AL: What attracted the attention of Iluka?
KR: Up until now there was no direct interface between Iluka’s core business and our interests because they produce rutile sands and they perceived that we had to go through a chlorination process before we could use a feedstock. Then our technical breakthrough meant we had a direct interface between Iluka and Metalysis.
AL: What does the deal mean for Metalysis?
KR: For us it’s a very important deal and opens up lots of new possibilities. We don’t just view this as a financial investment. This is an important partnership for us. Iluka are going to be capable of providing us with technical support which we need to develop a low-cost titanium alloy so they can play tricks with their feedstocks in such a way that that it would help us make a designer alloy.They also have extensive experience in process engineering and managing large scale projects, which is clearly something that is beyond the scope of a purely financial investor.

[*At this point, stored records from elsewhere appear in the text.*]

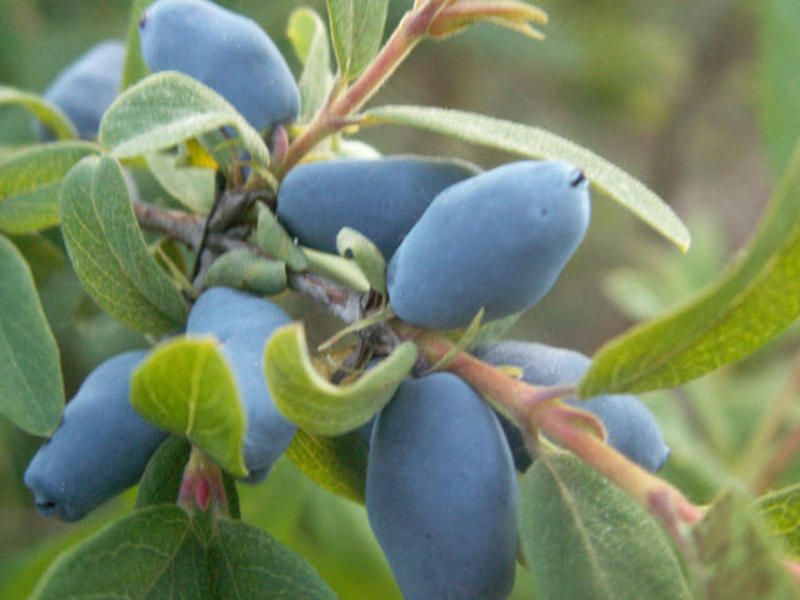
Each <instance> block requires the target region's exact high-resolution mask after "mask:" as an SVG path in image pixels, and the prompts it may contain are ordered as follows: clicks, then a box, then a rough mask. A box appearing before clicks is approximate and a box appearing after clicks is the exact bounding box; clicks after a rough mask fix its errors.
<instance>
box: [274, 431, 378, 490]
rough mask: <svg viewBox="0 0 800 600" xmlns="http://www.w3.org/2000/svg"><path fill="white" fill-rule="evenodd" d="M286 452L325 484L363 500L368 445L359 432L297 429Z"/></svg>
mask: <svg viewBox="0 0 800 600" xmlns="http://www.w3.org/2000/svg"><path fill="white" fill-rule="evenodd" d="M286 456H287V457H288V458H289V460H291V461H292V462H293V463H294V464H295V466H296V467H297V468H298V469H300V470H301V471H302V472H303V473H305V474H306V475H308V477H310V478H311V479H313V480H314V481H316V482H317V483H318V484H319V485H320V486H321V487H322V488H324V489H326V490H328V491H329V492H333V493H334V494H337V495H339V496H342V497H344V498H349V499H350V500H354V501H355V502H360V503H361V504H363V503H364V489H365V487H366V482H367V447H366V446H365V445H364V442H362V441H361V439H360V438H359V437H358V435H357V434H355V433H349V434H347V435H342V436H337V437H326V436H321V435H313V434H310V433H307V432H305V431H303V430H302V429H298V430H297V433H296V434H295V436H294V439H293V440H292V443H291V445H290V446H289V447H288V448H287V449H286Z"/></svg>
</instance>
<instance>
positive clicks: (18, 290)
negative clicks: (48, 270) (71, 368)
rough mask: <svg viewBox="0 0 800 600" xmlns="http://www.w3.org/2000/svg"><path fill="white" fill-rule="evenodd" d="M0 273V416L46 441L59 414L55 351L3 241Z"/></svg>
mask: <svg viewBox="0 0 800 600" xmlns="http://www.w3.org/2000/svg"><path fill="white" fill-rule="evenodd" d="M0 273H2V276H1V277H0V306H1V307H2V309H0V413H2V414H3V415H5V416H6V417H8V419H10V420H11V422H12V423H14V424H15V425H16V426H17V427H19V428H20V429H23V430H25V431H27V432H28V433H32V434H34V435H40V436H49V435H50V434H51V433H53V431H55V429H56V427H58V424H59V422H60V421H61V410H62V409H63V408H64V389H63V387H62V384H61V363H60V362H59V356H58V346H57V345H56V340H55V338H54V337H53V333H52V332H51V331H50V327H49V326H48V324H47V319H46V318H45V316H44V311H43V310H42V305H41V303H40V302H39V295H38V294H37V292H36V285H35V283H34V281H33V275H32V274H31V270H30V268H28V264H27V263H26V262H25V259H24V258H23V257H22V254H20V253H19V251H18V250H17V249H16V247H15V246H14V244H12V243H11V242H10V241H8V240H7V239H6V238H5V237H3V236H2V235H0Z"/></svg>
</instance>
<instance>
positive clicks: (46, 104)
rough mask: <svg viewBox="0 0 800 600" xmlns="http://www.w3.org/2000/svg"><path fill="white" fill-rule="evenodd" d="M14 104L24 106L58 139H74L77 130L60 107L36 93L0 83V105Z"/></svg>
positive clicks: (74, 126)
mask: <svg viewBox="0 0 800 600" xmlns="http://www.w3.org/2000/svg"><path fill="white" fill-rule="evenodd" d="M3 105H16V106H21V107H22V108H25V109H26V110H28V111H30V112H31V113H33V115H34V116H35V117H36V118H37V119H39V120H40V121H41V122H42V123H44V124H45V125H46V126H47V127H48V128H49V129H51V130H52V131H53V133H55V135H56V137H57V138H58V139H60V140H74V139H75V138H77V137H78V130H77V129H75V125H73V124H72V121H70V120H69V117H67V115H65V114H64V113H63V112H62V111H61V109H60V108H58V107H57V106H55V105H53V104H50V103H49V102H48V101H47V100H45V99H44V98H42V97H41V96H37V95H36V94H31V93H29V92H23V91H22V90H18V89H15V88H12V87H8V86H6V85H0V106H3Z"/></svg>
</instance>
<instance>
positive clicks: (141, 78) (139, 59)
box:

It’s important for us in lots of ways and when we look ahead what Iluka have brought is basically a licence for titanium production. Being a small company, we don’t have the distribution and marketing networks that they have or the presence in the titanium market.
AL: How will you work together in the partnership?
KR: That is going to evolve over the next few years but at the moment, with their equity stake; they have purchased one seat on the board and one observer seat. That approach of starting from a high level of understanding our strategies and current investors will help us greatly. Whether that involves certain members of their staff being embedded with us is up to the board to decide.
AL: Have you received interest for other firms?
KR: There are a lot of companies interested in what we’re doing in both the metal extraction side but also the alloy development side because we have certain benefits in how we can produce alloys. People are keen on developing low-cost alloys that could potentially displace steel or nickel based alloys. What we’re realising is that we’re attractive to people upstream of us who would like to grow the market of their products such as Iluka, who would like to see an increase in the utilisation of mineral sands and an expansion of the titanium market would do that.
But we’re also seeing a pull from downstream of us who are making automotive parts and realising there’s a gradual trend towards light-weighting these components. Most parts in the automotive industry are made from steel, either mild steel or stainless steel. Mild steel is being gradually displaced by aluminium but stainless steel, which requires corrosion resistance, needs to be replaced by titanium and having a low-cost titanium powder would be very useful for them, especially one that had the right alloy properties.
AL: What opportunities does the development create for the aerospace industry?
KR: We’ve always seen additive manufacturing as important. There’s been a growing trend over the past ten years of looking towards companies that can produce powder. Within the titanium industry that’s often been seen as a holy grail because right now to produce titanium it needs to be triple melted and converted and then made into a sheet, bar or tube before being turned into a component.
Historically, the aviation industry has seen a buy-to-fly ratio of about 10 to 1 so buying roughly 9kg of titanium to make a 1kg flying part. As a result most of the aerospace companies have in fact become scrap manufacturers. That’s why there has always been such interest in titanium powder and why there was so much interest in us over the past decade. With the powder that buy-to-fly ratio can be reduced to 2 to 1 perhaps. That has a huge cost implication for Iluka.